A Grantor Retained Annuity Trust (“GRAT”) is one of the estate planning techniques based primarily on interest rate assumptions. Clients create GRATs using assets that are likely to earn more than the Internal Revenue Service’s measuring standard commonly referred to as the section 7520 rate (“hurdle rate”) during the GRAT term in an effort to pass the appreciation in the assets to the beneficiaries of the trust free of gift and estate tax. Put another way, a GRAT is a form of irrevocable trust that allows the grantor to take a calculated risk to lower the grantor’s taxable estate.
Here’s how the GRAT works: The grantor transfers specific assets or property into the GRAT. The language in the GRAT stipulates that every year the grantor will receive a fixed payment, i.e. an annuity payment, back from the trust over a fixed number of years. A typically time period for a GRAT is 2 to 5 years or longer. If the grantor survives this period-a condition for this tool to work-any remaining property left in the trust will pass to family members or to a trust for their benefit (known as remainder beneficiaries.) At the end of the term, the remainder beneficiaries get whatever is left. If the assets in the GRAT appreciate at a rate greater than the hurdle rate, all the excess passes to the beneficiaries. If it doesn’t then the GRAT can satisfy its payout obligation by returning the GRAT assets back to the grantor. If structured properly, a grantor can establish a GRAT with little to no use of his/her gift tax exemption.

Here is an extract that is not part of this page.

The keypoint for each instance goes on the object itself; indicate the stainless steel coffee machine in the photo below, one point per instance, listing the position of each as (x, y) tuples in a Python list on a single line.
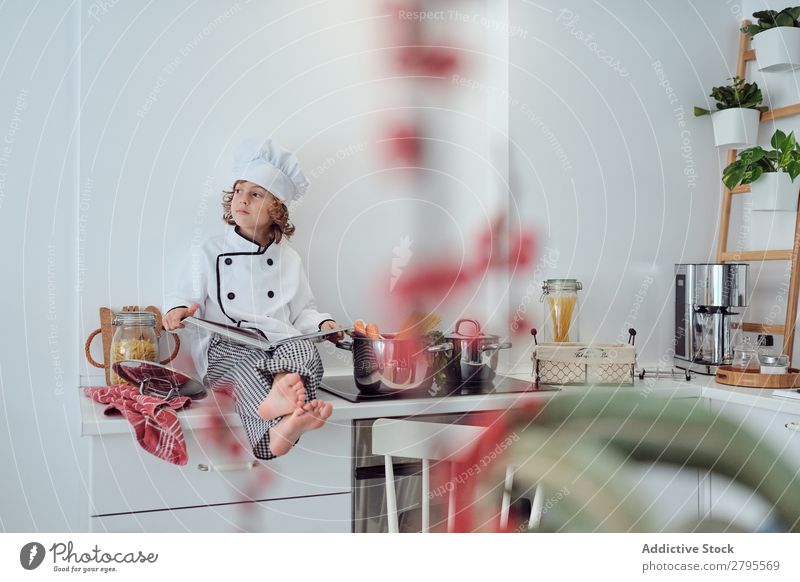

Given the current low interest rate environment, the April 2012 hurdle rate is 1.40%. This is extremely low and increases the amount a grantor can pass to beneficiaries free of gift tax. In fact, most GRAT are calculated to have a gift value of zero or an amount very close to zero. These are called Zeroed-Out GRATS or Walton GRATS after the Walton family created this sort of trust with millions of dollars and reported a near zero gift tax cost. You must report the annuity payments on your individual income tax return, but any investment growth in excess of the Section 7520 interest rate passes to the trust’s beneficiary free of gift tax.
So how does Facebook and GRAT technique have any commonality? Well, for starters, Mark Zuckerberg and Dustin Moskovitz, founders of the social media giant, Facebook, have created GRATs to transfer their pre-IPO stock into a GRAT that should explode in value when the company goes public. In fact, all of the post-gift appreciation will pass outside the clutches of the estate and gift tax system.
So how much will these Facebook billionaires wind up shifting? If the gifted stock grows at a modest 3.6% for the first four years and the term of the GRAT is five years and the shares of Facebook go public at $40.00 per share, Mark Zuckerberg will have transferred $37,315,513 free of gift and estate taxes!
Upon expiration of the GRAT term, the remainder beneficiaries can either be an individual, another trust or a charity. My recommendation is to always name a continuing trust for the benefit of the beneficiaries so that controls can still be maintained on their behavior and motivation.
What can you learn from the Facebook billionaires? The GRAT is a terrific tool for shifting assets that you expect to suddenly increase in value. With property that is difficult to value, as may be the case with closely held stock or real estate, a GRAT offers an additional benefit. By expressing the annuity as a percentage of the initial value of the GRAT, you permit the trust to simply pay a larger annuity if the IRS determines the property is worth more than you initially figured. This minimizes the additional gift tax the IRS might try to impose if it audits the value of the gift.
THIS ARTICLE MAY NOT BE USED FOR PENALTY PROTECTION. THE MATERIAL IS BASED UPON GENERAL TAX RULES AND FOR INFORMATION PURPOSES ONLY. IT IS NOT INTENDED AS LEGAL OR TAX ADVICE AND TAXPAYERS SHOULD CONSULT THEIR OWN LEGAL AND TAX ADVISORS AS TO THEIR SPECIFIC SITUATION.